ClickHouse / clickhouse-js

Official JS client for ClickHouse DB
https://clickhouse.com
Apache License 2.0
209 stars 25 forks source link

Sending SQL query params in the URI can hit URI limits and respond with a 414 #140

Closed alexmorleyfinch closed 1 year ago

alexmorleyfinch commented 1 year ago

Describe the bug

When sending a query over the HTTP interface (using this lib), if the query_params option is too big, we run into HTTP URI limits. 414 Request-URI Too Large

The reason our query_params is so large is because we're using a WHERE...IN clause. The obvious fix/workaround is to have smaller batches and thus make smaller queries, however this affects our throughput overhead.

I was wondering if there is any scope/ability to pass the query params in the HTTP body instead of the URL query string.

You could argue that this isn't necessary and the current workaround is sufficient, but I thought I'd ask.

Steps to reproduce

Write a query with very large query_params, like so:

const visitorIds = Array(5000).fill(undefined).map((_, i) => `visitor${i}`); // the point is to make this BIG

const resultSet = await this.client.query({
    query: `SELECT * FROM test WHERE visitorId IN splitByChar(',', {visitorIds:String}),
    query_params: {
      visitorIds: visitorIds.join(','),
    },
});

const dataset = await resultSet.json();

// etc

If you run something like the above, you will see a HTTP 414 response error because the HTTP request made by the client is too large

Expected behaviour

I'd expect to be able to send the query params over the BODY instead of being part of the URI, and I'd expect to be able to configure this via the client interface somehow.
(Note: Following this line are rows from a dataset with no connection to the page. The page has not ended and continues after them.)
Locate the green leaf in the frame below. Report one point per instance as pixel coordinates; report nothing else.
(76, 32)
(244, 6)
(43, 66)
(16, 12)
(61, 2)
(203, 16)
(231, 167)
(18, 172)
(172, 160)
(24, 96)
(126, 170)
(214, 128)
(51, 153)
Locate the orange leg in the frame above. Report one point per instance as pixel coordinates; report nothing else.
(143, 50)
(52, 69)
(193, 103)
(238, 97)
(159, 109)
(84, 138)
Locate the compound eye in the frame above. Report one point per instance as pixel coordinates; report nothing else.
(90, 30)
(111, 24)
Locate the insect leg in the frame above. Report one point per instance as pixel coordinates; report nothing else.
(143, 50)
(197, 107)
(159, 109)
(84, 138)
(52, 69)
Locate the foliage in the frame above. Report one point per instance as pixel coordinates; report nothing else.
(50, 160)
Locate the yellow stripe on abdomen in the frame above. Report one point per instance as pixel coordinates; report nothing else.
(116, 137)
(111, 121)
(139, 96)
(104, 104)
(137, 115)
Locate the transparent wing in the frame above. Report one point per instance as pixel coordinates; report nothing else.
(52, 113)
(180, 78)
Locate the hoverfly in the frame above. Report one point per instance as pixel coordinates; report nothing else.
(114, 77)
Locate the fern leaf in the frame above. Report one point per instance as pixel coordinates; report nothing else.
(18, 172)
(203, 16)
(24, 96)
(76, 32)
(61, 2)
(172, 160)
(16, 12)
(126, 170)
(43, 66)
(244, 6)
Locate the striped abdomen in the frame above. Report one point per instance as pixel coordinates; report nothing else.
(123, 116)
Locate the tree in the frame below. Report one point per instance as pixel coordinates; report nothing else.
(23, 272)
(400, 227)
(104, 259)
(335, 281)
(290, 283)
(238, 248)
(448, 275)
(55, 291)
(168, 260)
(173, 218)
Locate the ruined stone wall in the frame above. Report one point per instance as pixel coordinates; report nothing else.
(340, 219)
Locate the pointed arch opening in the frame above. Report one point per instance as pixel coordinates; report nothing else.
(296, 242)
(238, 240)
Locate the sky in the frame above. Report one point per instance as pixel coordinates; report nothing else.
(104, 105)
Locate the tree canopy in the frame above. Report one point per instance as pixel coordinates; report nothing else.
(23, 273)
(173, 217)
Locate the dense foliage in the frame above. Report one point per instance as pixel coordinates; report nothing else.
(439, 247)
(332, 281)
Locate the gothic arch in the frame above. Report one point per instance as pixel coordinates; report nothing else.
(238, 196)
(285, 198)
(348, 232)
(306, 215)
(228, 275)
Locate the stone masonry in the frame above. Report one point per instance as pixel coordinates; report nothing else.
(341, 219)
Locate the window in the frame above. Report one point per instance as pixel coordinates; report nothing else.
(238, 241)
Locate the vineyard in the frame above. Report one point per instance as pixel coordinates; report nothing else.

Like clickhouse_settings: {send_params_as_body: true}} or something similar.

I appreciate this change would also require ClickHouse to handle this also, which requires additional collaboration.

Code example

Proposed fix?

const resultSet = await this.client.query({
    query: `SELECT * FROM test WHERE visitorId IN splitByChar(',', {visitorIds:String}),
    query_params: {
      visitorIds: visitorIds.join(','),
    },
    clickhouse_settings: {
      some_option_to_send_params_as_body_instead: true,
    }
});

Error log

Error: <html>
<head><title>414 Request-URI Too Large</title></head>
<body>
<center><h1>414 Request-URI Too Large</h1></center>
</body>
</html>

    at parseError (/home/admin/82df98d7a6f1f8e536b97a6c49ef845a432b4869/node_modules/@clickhouse/client/dist/error/parse_error.js:35:16)
    at ClientRequest.onResponse (/home/admin/82df98d7a6f1f8e536b97a6c49ef845a432b4869/node_modules/@clickhouse/client/dist/connection/adapter/base_http_adapter.js:127:51)
    at process.processTicksAndRejections (node:internal/process/task_queues:95:5)

Configuration

All default except:

{
    host: url + ':' + port,
    username: username,
    password: password,
    log: debug ? {LoggerClass: DefaultLogger} : undefined,

    // When using a debugger, it's helpful to extend these timeouts
    connect_timeout: __DEV__ ? 1 * 60 * 1000 : undefined, // 1 minutes for dev, or default
    request_timeout: __DEV__ ? 10 * 60 * 1000 : undefined, // 10 minutes for dev, or default
}

Environment

ClickHouse server

slvrtrn commented 1 year ago

Is it CH Cloud or on-premise deployment?

Could it be that it's an LB or proxy that has a request size limitation?

You could also try increasing http_max_uri_size (see the docs), cause it's 1 Megabyte by default:

The size of the URL is limited to 1 MiB by default, this can be changed with the http_max_uri_size setting

alexmorleyfinch commented 1 year ago

It is hosted on AWS and I think it could be a LB issue. I missed the http_max_uri_size option so I will attempt that!

Thank you very much for your response!